LAWS(MAD)-2016-9-16

ASHOKARAJAN Vs. DR.PADMARAJAN

Decided On September 21, 2016
Ashokarajan Appellant
V/S
Dr.Padmarajan Respondents

JUDGEMENT

(1.) The appellant in both the appeals is the first defendant in a suit for specific performance directing the first defendant to execute a partition deed as per partition agreement dated 25.11.2000 and to declare the settlement deed dated 29.04.2003 executed in favour of the first defendant by his father as null and void or in the alternative to partition the suit properties into two equal shares and allot one such share to the plaintiff. The first respondent herein is the plaintiff in the said suit.

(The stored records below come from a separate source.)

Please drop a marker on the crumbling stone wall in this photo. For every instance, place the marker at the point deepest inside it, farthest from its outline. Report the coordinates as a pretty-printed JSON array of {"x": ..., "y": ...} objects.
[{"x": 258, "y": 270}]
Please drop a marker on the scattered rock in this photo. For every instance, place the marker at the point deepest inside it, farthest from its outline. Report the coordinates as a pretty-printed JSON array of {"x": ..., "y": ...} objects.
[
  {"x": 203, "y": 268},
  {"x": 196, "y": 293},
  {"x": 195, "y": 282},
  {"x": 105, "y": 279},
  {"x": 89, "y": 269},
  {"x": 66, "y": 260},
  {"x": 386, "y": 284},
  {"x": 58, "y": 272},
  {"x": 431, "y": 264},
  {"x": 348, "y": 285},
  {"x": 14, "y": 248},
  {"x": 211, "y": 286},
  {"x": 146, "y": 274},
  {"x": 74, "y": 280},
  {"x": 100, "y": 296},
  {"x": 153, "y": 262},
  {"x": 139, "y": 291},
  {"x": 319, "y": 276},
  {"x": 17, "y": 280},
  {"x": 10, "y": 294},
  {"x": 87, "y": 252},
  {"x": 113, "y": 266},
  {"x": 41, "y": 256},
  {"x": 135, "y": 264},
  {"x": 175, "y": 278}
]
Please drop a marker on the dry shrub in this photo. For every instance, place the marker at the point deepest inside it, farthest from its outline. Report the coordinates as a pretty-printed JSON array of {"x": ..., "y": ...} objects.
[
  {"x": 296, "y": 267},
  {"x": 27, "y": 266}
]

(2.) The case of the plaintiff is as follows:

(3.) The first defendant filed a written statement and contested the suit. His case is as follows: The suit properties were not developed from the contribution of the plaintiff. The father had no ancestral properties. By his own exertion and also work, he started a rice and flour mill at Udumalpet and he was having good income. Out of such income, he had purchased the suit properties in his name. Therefore, they are self acquired properties of the father. Though the plaintiff was given medical education at great expenses by the father, the first defendant was not given any professional education. The improvements in the suit properties were effected after the father came to the first defendant's house. Therefore such improvements were made at the expenses of the first defendant also. The father was maintained by the first defendant till his death. The entire suit property was looked after by the first defendant as the power agent of his father. There was no good relationship between the father and the plaintiff. Though the father was not doing well, the plaintiff never cared to attend his father. The entire medical expenses were meted out of the salary of the first defendant. Out of love and affection and to help the first defendant, the father executed a registered Will on 02.03.1999. The said Will is the last and final Will. Yet the father wanted to give the properties to the first defendant even during his life time. Therefore, out of his free will and volition, he executed a registered settlement deed on 29.04.2003 in favour of the first defendant regarding the suit properties. The possession of the suit properties was also given to him on the date of settlement deed. The alleged partition agreement is not valid under law. Therefore, it is not admissible in evidence. The suit properties were never treated as common properties belonging to the three parties to the alleged agreement for partition. The said agreement is an unregistered one. The properties are self acquired properties of the father and therefore, his sons cannot claim any right at all over the same. By virtue of the settlement deed, the first defendant became absolute title holder of the suit properties and enjoyment of the same. Therefore, the claim of the plaintiff is not maintainable.